Muchísimos
cristianos usan el término, pero ¿qué significa?
A medida que el
cristianismo se fue estableciendo con firmeza en varios países, surgió la
necesidad de organizar las comunidades de cristianos según un sistema
administrable. Esta tarea empezó en el siglo IV y fue refinada con el paso de
los años, hasta su culminación en el siglo XVI con el Concilio de Trento.
Fue en Trento
donde los obispos se encargaron de definir con claridad el papel de las
parroquias y los sacerdotes que servían en ellas. Se establecieron unos límites específicos para que el sacerdote entendiera
a quién iba dirigido su ministerio. Era un límite geográfico determinado por el
número de almas presentes en una región concreta.
El párroco
(también conocido como ‘pastor’) asumía el cuidado de todas las almas que
vivían dentro de los límites establecidos. Estaba obligado a atender sus
necesidades espirituales y a suministrar los sacramentos. Según las
necesidades, un pastor podía ser auxiliado por más sacerdotes que trabajarían
bajo su instrucción.
El actual Código
de Derecho Canónico especifica además que una parroquia es “es
una determinada comunidad de fieles constituida de modo estable” y establecida
por un obispo.
Aunque es
cierto que “como regla general, la parroquia ha de ser territorial, es decir,
ha de comprender a todos los fieles de un territorio determinado”, el Derecho
Canónico apoya a grupos de cristianos que no están ligados a límites
territoriales.
En los Estados
Unidos, este hecho ha tomado muchas formas diferentes y, desde la invención del
automóvil, los límites parroquiales no se aplican generalmente como una regla
inflexible. Esto implica que los individuos que residen fuera de los límites de
una parroquia particular tienen la libertad de inscribirse en cualquier
parroquia, al margen de su localización.
Parroquias como barcos
Espiritualmente
hablando, las parroquias supuestamente son “barcos” que llevan a un grupo
específico de almas al paraíso. La palabra ‘parroquia’ deriva del griego paroikos,
que significa “residente temporal”. Se usa en
los Hechos de los Apóstoles cuando Esteban habla de la historia del pueblo
judío y explica que “sus descendientes emigrarían a una tierra extranjera”

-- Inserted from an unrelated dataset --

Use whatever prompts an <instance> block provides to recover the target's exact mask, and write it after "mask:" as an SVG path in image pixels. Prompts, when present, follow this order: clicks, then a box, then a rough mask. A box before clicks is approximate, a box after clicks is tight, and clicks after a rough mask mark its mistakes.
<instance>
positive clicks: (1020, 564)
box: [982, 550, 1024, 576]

(Hechos 7,6). De esta forma, un parroquiano es ciertamente un “viajero”, un
peregrino que avanza hacia su patria celestial.
De modo que no
debería sorprender el encontrar en las Constituciones Apostólicas, un documento
escrito en el siglo IV, la siguiente analogía:
Cuando
convoques a la Iglesia de Dios, exige, como el capitán de una gran embarcación,
que cada uno cumpla rigurosamente con la disciplina. Di a los diáconos que,
como marineros, asignen sus plazas a sus hermanos, los pasajeros, con la mayor
atención y dignidad.
En primer
lugar, que el edificio sea alargado y esté orientado hacia oriente, con las
sacristías a ambos lados hacia oriente; de este modo se parecerá a un barco.
No es ninguna
coincidencia que la parte de toda iglesia donde se sienta el pueblo se llame ‘nave’.
Esta palabra deriva del latín navis, o barco, y su función es
retratar la realidad de la Iglesia como navío, protegiendo a los que lleva en
su interior del oleaje y los azotes del mundo.
Así pues, cada
pastor es el “capitán” de su navío de almas, al cargo de la importante tarea de
guiar las almas en su barco hacia las Eternas Orillas del Paraíso. ¡No es tarea
fácil! Por eso el sacerdote depende en gran medida de la participación de sus
feligreses. Los laicos, además de los diáconos, ayudan a “manejar los remos”
del barco, asumiendo papeles de liderazgo que impulsan al navío en la dirección
en que el “aliento” del Espíritu Santo mueve sus velas.
De modo que, la
próxima vez que visites tu parroquia, recuerda la analogía del barco. Te
ayudará a entender la responsabilidad que tiene todo pastor, ¡en especial
cuando está al cargo de 3 o 4 “barcos”!